Mona Saanouni
13 Avril 2020•Mise à jour: 13 Avril 2020
AA/Ankara / Aytaç Ünal
Les membres du personnel de santé qui travaillent au péril de leur vie font tous les sacrifices, y compris celui de vivre séparément de leur famille dans le cadre de la lutte contre le nouveau type de coronavirus (Covid-19).
Le correspondant de Anadolu Agency, s’est rendu aux urgences de l’hôpital universitaire Gazi, au service de lutte contre la pandémie, afin de rencontrer le personnel de santé en première ligne face au coronavirus.
A l’hôpital universitaire de Gazi, où les mesures nécessaires ont été prises depuis le début de l’épidémie, les travaux de test et contrôle viral sur les patients sont effectués avec dévouement.

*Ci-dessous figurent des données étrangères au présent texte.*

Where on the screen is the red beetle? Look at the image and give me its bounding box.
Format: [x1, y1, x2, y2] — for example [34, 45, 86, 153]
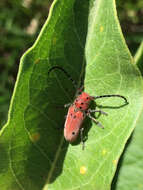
[49, 66, 128, 148]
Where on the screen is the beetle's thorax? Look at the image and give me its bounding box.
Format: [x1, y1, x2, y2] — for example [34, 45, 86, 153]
[73, 92, 93, 111]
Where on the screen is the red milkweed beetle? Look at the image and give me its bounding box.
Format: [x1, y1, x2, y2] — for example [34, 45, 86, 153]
[48, 66, 128, 148]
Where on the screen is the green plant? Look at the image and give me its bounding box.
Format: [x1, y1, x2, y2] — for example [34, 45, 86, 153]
[0, 0, 143, 190]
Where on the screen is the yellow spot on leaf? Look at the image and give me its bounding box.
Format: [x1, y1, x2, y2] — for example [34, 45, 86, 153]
[100, 26, 104, 32]
[31, 133, 40, 142]
[102, 149, 107, 156]
[80, 166, 87, 174]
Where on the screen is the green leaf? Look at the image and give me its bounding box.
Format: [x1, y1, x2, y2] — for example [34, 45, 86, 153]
[134, 41, 143, 75]
[0, 0, 143, 190]
[113, 42, 143, 190]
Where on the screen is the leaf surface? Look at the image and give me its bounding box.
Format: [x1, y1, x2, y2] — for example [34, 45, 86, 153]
[0, 0, 143, 190]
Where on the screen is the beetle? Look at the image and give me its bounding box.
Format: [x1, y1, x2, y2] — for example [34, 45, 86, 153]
[48, 66, 128, 147]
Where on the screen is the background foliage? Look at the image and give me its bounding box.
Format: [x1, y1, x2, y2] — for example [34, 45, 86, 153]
[0, 0, 143, 188]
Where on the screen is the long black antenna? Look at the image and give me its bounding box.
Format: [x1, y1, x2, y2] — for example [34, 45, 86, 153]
[94, 94, 128, 104]
[48, 66, 77, 89]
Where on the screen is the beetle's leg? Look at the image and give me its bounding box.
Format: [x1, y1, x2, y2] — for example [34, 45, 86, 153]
[80, 128, 87, 150]
[64, 103, 72, 108]
[88, 109, 108, 115]
[86, 113, 104, 129]
[80, 128, 85, 150]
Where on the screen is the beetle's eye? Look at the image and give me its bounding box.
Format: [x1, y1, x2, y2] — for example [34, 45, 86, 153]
[72, 131, 75, 135]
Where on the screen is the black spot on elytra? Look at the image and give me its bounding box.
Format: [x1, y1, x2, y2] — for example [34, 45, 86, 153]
[72, 131, 75, 135]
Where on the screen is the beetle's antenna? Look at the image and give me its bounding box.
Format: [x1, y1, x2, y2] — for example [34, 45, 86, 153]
[94, 94, 128, 104]
[48, 66, 77, 89]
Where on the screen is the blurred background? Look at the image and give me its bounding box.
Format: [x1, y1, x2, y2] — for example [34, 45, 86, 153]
[0, 0, 143, 128]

Les soignants contraints de porter des masques médicaux et des lunettes de protection pendant de longues heures, exhortent les citoyens à rester chez eux et à suivre les règles de distanciation sociale.
Ils font tous les sacrifices, y compris celui de vivre loin de chez eux et de leurs familles, afin de ne pas mettre en péril leur vie et celle de leur entourage.
« Nous communiquons par appels vidéo »
Sakir Hakan Aksu, médecin du service des urgences de l’hôpital universitaire de Gazi, a déclaré que le soutien du ministère de la Santé aux soignants, les a énormément motivés.
Aksu, père d’un garçon de 1 an et demi, a déclaré « Ma femme est gynécologue et obstétricienne. Je ne rentre pas à la maison pour ne pas infecter ma famille. Je suis hébergé dans un pensionnat de l’éducation nationale. Nous communiquons par appels video », a-t-il partagé.
Notant l’importance de rester à la maison, Aksu a ajouté que des avancées positives se sont produites dans ce contexte et que le nombre de patients qui se sont rétablis a augmenté.
« Ma plus grande crainte est d’être infectée et de ne pas être en mesure de poursuivre la mission »
Quant au médecin Merve Türker, elle a déclaré que son plus grand bonheur est de faire que ses patients quittent l’hôpital avec le sourire et que sa plus grande crainte est « d’être infectée et de ne pas être en mesure de poursuivre [sa] mission ».
Le Dr Kerem Serdar Karasahin, a souligné qu’ils faisaient de leur mieux dans la lutte contre l’épidémie.
Décrivant une situation de tension constante dans les services d’urgence, le Dr Karasahin a déclaré : « Ma femme est médecin et travaille en soins intensifs. C’est pourquoi nous pouvons rentrer tous les deux à la maison ».
Employé dans le paramédical, Yavuz Türkben, dont l’épouse est infirmière a déclaré : « Notre enfant de 9 ans est seul à la maison ».
Exprimant sa conviction que ces jours troubles vont passer, Türkben a ajouté : « Nous allons vaincre le coronavirus dans tout le pays ».
« La chose qui me manque le plus, c’est d’embrasser mon enfant »
L’experte paramédicale Bahar Alkas a souligné que dans le contexte actuel la chose qui lui manque le plus est d’embrasser son enfant : « Mon point le plus sensible est mon enfant. Ma mère vit avec nous. J’ai deux facteurs de risque à la maison, je m’isole et je reste seule dans une chambre ».
Mustafa Yaprak, un aide-soignant, a déclaré qu’il a deux enfants et qu’il n’est jamais à l’aise sur le chemin du retour à la maison en raison du risque d’infection.
« Nous sommes motivés car c’est un devoir sacré envers la nation »
L’infirmier Tümer Bilmis, en poste à l’unité d’endoscopie, a déclaré qu’il s’était isolé de sa famille et porté volontaire pour travailler au service d’urgence. « Notre famille est importante, mais nous sommes motivés car c’est un devoir sacré envers la nation ».
Rümeysa Cetin, qui travaille comme infirmière au service neurologique, a expliqué qu’elle travaillait aux urgences pour soutenir ses collègues dans le cadre de la lutte contre le coronavirus.
Cetin a ajouté qu’il n’y a pas de pénurie d’équipement mais que sa plus grande crainte est d’infecter sa famille.